Something else that may have already entered your mind, and something that will need a lot of consideration, is changing your investment strategy. Maybe you find that if you stay in those aggressive growth funds five more years than planned, it will do the trick. Maybe you will need to rebalance the portfolio to move money out of conservative investments and in to aggressive growth funds. This is where you’re gonna really need your advisor to make sure you are not taking of too much risk by rebalancing your portfolio. You can’t afford to take a big hit from the market as you may not have enough working years to make that amount back.
READY, GET SET, HERE COME THE GOLDEN YEARS
Investing today for tomorrow, part two
When we left off above we were looking at changing our investment portfolio. Let’s revisit that and think also of the risks involved. Take a look at your cash reserves, both what is in the bank, and what you have, if any, in the money markets. Do you have cash you can safely pull from there to put into your equity growth funds?
If you have moved around like many people when it comes to jobs, maybe you have a long lost and forgotten 401k sitting and collecting dust. If it is like many such retirement accounts it will be stuffed with company stock and little else. How is that account performing? If it is under performing your selfH directed accounts then you should look at rolling it over to an IRA. The difference this makes could be huge. Most 401k plans let you borrow from them. With interest rates being so low you may want to consider that as an option. You should be pretty conservative with this as you will be hit by the IRS if you don’t put back in every dollar you borrowed.

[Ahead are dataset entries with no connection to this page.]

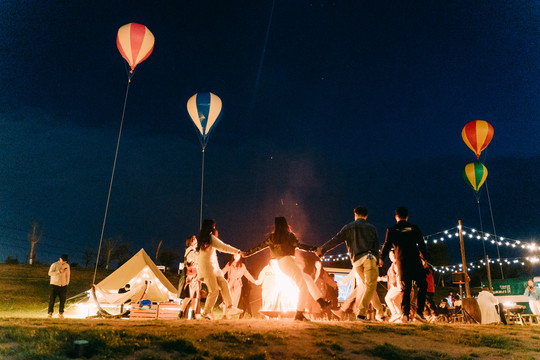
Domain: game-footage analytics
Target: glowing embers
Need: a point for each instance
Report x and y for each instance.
(279, 292)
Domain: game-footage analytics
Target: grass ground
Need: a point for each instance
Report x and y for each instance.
(25, 333)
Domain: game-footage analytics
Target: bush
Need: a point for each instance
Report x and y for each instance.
(10, 260)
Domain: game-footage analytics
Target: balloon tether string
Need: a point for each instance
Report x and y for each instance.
(111, 182)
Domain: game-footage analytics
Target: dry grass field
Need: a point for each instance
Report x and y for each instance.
(26, 333)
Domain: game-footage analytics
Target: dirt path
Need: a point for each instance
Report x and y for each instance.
(287, 339)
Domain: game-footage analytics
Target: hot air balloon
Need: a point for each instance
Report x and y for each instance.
(135, 43)
(477, 135)
(205, 112)
(475, 175)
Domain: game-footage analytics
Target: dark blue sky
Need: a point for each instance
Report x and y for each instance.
(355, 103)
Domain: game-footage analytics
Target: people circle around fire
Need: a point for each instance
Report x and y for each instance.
(289, 291)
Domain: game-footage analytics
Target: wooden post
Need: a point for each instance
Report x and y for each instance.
(489, 273)
(467, 288)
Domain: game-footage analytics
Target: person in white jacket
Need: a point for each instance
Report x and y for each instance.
(60, 274)
(210, 272)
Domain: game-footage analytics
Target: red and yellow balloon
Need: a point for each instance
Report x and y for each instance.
(135, 43)
(477, 135)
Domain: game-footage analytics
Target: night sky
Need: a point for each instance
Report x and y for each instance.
(347, 103)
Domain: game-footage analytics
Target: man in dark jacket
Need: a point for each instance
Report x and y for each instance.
(409, 248)
(363, 247)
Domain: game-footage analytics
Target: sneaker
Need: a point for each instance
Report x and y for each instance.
(208, 316)
(300, 316)
(323, 303)
(232, 310)
(362, 318)
(338, 313)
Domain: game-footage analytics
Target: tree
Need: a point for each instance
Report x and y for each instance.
(34, 237)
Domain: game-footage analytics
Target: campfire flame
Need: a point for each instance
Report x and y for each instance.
(279, 292)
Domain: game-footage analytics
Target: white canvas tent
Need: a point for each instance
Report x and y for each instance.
(136, 271)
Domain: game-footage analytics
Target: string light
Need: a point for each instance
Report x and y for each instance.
(451, 234)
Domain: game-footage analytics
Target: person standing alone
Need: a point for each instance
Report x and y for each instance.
(409, 249)
(59, 273)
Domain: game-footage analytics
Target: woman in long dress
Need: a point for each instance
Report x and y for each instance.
(533, 296)
(282, 243)
(235, 271)
(487, 303)
(394, 295)
(192, 284)
(210, 272)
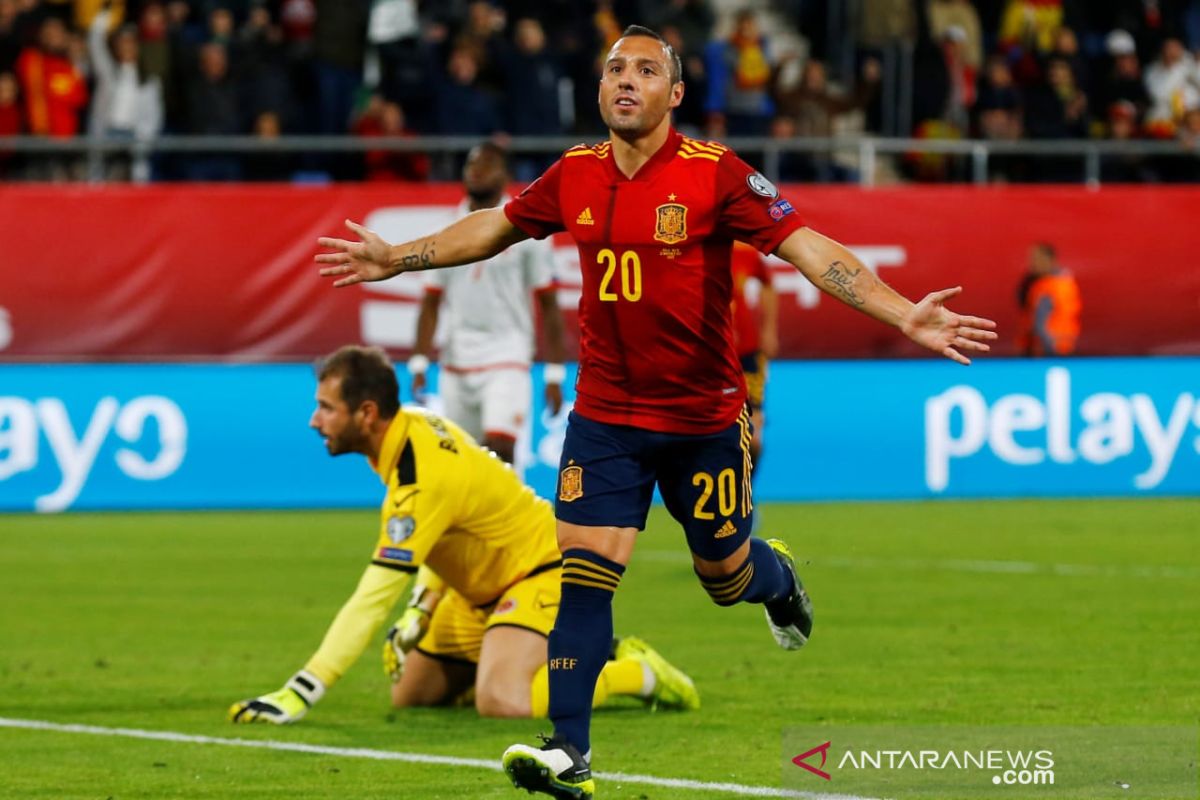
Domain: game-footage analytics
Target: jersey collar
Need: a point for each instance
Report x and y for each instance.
(660, 158)
(393, 443)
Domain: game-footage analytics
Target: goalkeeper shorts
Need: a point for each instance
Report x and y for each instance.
(456, 630)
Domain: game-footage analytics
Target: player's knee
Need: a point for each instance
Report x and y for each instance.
(407, 697)
(495, 702)
(729, 589)
(503, 446)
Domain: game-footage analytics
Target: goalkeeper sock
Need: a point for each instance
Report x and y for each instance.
(760, 579)
(580, 642)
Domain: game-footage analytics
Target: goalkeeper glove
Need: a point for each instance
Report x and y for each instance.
(408, 631)
(286, 705)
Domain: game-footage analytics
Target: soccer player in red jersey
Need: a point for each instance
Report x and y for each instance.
(660, 394)
(755, 335)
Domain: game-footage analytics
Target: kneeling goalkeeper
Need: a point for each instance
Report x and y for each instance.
(489, 569)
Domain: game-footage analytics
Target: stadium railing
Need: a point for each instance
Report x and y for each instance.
(862, 155)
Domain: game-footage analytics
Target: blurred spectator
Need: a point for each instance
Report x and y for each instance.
(1000, 118)
(155, 50)
(339, 49)
(1050, 306)
(532, 76)
(84, 12)
(269, 164)
(463, 107)
(1066, 47)
(263, 68)
(1030, 25)
(1123, 80)
(10, 41)
(11, 122)
(1123, 168)
(813, 107)
(387, 119)
(883, 23)
(693, 19)
(961, 78)
(1057, 109)
(946, 14)
(689, 115)
(53, 88)
(1174, 86)
(126, 103)
(739, 77)
(213, 109)
(484, 32)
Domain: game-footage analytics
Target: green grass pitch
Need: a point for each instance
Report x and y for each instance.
(978, 613)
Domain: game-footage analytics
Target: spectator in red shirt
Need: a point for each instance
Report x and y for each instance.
(383, 118)
(53, 89)
(10, 115)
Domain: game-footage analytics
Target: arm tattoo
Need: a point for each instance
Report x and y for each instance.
(418, 260)
(845, 281)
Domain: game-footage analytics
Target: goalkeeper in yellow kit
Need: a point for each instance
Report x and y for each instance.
(486, 560)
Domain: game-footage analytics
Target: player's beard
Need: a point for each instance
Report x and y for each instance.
(346, 440)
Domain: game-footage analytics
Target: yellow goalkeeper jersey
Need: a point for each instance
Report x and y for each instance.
(460, 510)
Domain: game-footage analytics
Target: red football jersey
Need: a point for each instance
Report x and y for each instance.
(747, 264)
(655, 335)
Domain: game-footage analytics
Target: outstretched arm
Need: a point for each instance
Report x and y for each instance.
(929, 323)
(475, 238)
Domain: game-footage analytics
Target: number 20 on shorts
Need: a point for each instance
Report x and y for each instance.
(630, 275)
(726, 486)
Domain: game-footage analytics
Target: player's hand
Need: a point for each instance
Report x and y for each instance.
(281, 708)
(403, 637)
(933, 325)
(553, 398)
(354, 262)
(286, 705)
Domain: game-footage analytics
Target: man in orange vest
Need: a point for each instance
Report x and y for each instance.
(1050, 306)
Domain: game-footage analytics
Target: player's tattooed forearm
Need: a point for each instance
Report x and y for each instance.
(846, 282)
(418, 260)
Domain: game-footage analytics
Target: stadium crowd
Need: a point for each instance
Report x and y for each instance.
(999, 70)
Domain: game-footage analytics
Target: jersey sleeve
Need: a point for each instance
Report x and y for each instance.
(750, 208)
(539, 265)
(537, 209)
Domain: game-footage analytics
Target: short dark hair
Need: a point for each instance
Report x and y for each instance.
(367, 374)
(489, 148)
(675, 66)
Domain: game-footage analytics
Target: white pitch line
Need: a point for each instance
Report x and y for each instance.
(412, 758)
(969, 565)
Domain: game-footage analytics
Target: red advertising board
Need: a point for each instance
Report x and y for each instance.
(226, 271)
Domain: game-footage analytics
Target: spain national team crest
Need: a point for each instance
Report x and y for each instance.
(671, 226)
(570, 483)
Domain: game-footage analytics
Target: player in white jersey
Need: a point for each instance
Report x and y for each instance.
(485, 383)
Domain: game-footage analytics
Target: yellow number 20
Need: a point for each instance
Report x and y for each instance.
(630, 275)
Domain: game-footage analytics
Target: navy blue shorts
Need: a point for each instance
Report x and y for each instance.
(607, 474)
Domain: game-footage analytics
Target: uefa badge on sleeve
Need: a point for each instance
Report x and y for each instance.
(400, 528)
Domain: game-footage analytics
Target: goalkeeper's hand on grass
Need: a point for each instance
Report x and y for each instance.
(403, 637)
(286, 705)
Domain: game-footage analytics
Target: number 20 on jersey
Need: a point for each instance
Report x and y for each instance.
(630, 283)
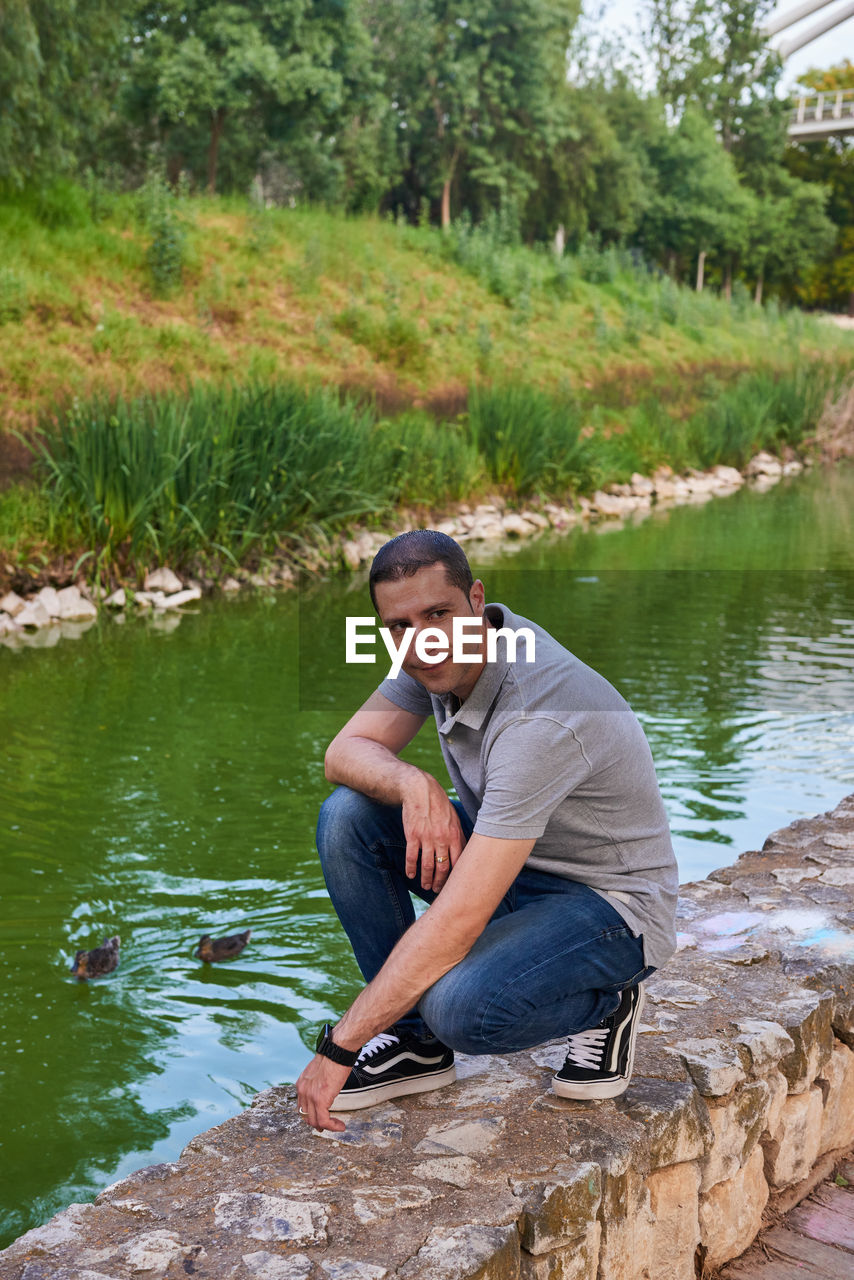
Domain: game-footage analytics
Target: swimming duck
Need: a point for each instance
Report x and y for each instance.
(222, 949)
(99, 960)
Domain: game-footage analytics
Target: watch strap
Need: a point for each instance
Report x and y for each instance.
(327, 1047)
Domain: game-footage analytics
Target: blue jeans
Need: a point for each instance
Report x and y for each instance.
(551, 961)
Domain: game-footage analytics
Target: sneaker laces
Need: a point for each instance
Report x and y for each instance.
(585, 1047)
(383, 1041)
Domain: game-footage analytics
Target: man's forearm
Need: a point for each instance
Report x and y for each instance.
(371, 768)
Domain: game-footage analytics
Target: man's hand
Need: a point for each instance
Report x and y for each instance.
(318, 1088)
(432, 827)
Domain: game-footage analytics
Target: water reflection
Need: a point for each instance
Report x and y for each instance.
(161, 785)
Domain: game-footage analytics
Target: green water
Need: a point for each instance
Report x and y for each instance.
(161, 784)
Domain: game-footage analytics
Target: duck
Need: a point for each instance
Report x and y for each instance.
(222, 949)
(99, 960)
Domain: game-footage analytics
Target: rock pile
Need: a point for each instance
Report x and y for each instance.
(28, 620)
(743, 1092)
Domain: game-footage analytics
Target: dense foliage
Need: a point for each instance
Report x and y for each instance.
(227, 475)
(435, 109)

Have you got a time share wasting away somewhere you never want to visit? What about a second home? If you have one are you renting it? What if you do rent it, will it help enough? What about selling it and investing the proceeds. You may live in an area where homes are barely appreciating if at all, yet the market has been doing very good. Maybe your two percent a year can suddenly become eight percent a year. You were making six thousand a year through appreciation and now by investing that in equities it has become a cool twenty-four thousand a year and that’s not even compounding interest.
Another option you could look at it becoming a hard money lender. There are people lining up to pay tent to fifteen percent for the privilege of borrowing from you. This route should be approached with great caution.
Well there you have it. I believe we have covered every possibility for making up a shortfall when planning for retirement. That is, every way short of holding up the local bank. You may find that you can accomplish your goal by changing every option just a little bit rather than a radical change in your investment strategy.
I hope that from reading this, if you do nothing else you will find out where you stand regarding upcoming retirement. Talk to your financial planner or financial advisor and have them crunch the numbers so you know if there is a shortfall, and you find out in time to do something about it.
In the mean time happy investing and happy retiring.